Over the past few years, scientists have been intensely studying the flora (a.k.a. bacteria) of the human intestine to unlock the secrets it may hold in influencing our health.
Scientists at Cornell University in New York have discovered a protein secreted by a particular form of bacteria which can shift control of insulin from the pancreas to the upper intestine. The pancreas is the organ which controls blood glucose levels in healthy individuals.
If a person has type 1 diabetes, their pancreas is unable to produce insulin. In type 2 diabetes, the person’s cells are unable to utilize insulin correctly. Yet proper insulin control is crucial to health, as the hormone regulates how cells utilize blood sugar (glucose) to produce energy. If insulin is not produced or not utilized correctly, blood sugar remains in the bloodstream, creating a host of side effects.

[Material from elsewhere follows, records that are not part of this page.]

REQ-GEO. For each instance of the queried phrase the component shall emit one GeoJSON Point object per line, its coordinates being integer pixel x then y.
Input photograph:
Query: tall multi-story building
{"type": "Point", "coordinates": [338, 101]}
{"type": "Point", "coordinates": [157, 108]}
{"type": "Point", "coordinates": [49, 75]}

The Cornell research team, led by Professor John March, engineered a strain of Lactobacillus, a bacteria found in the human gut, to secrete a hormone that triggers the release of insulin in response to food entering the digestive tract.
The team studied blood glucose levels in two sets of rats. One set received a pill form of the live bacteria, which was administered for a 90 day period. The other group of rats received a placebo. The scientists found that the bodies of diabetic rats which had received the treatment had shifted control of blood sugar levels from the pancreas to the upper intestine. They also found that the diabetic rats’ blood glucose levels were up to 30 percent lower than rats which did not receive the pill. But the scientists also discovered that the cells in the upper intestine of the diabetic rats converted into cells which mimicked pancreatic cells – the same cells which secrete insulin in non-diabetics.
Interestingly, in those rats who were not diabetic, no change occurred in blood glucose levels. “If the rat is managing its glucose, it doesn’t need more insulin,”, Professor March said.
It’s important to note that the probiotic used in the research is different from the probiotic dairy products widely available. The next step is to test higher doses of the medicine to establish if the probiotic could reverse diabetes altogether.
Professor March remarked, “If it works really well in people, it could be that they just take a pill and wouldn’t have to do anything else to control their diabetes. It is likely though that it will be used in conjunction with some other treatment.”
The study was published in the journal Diabetes.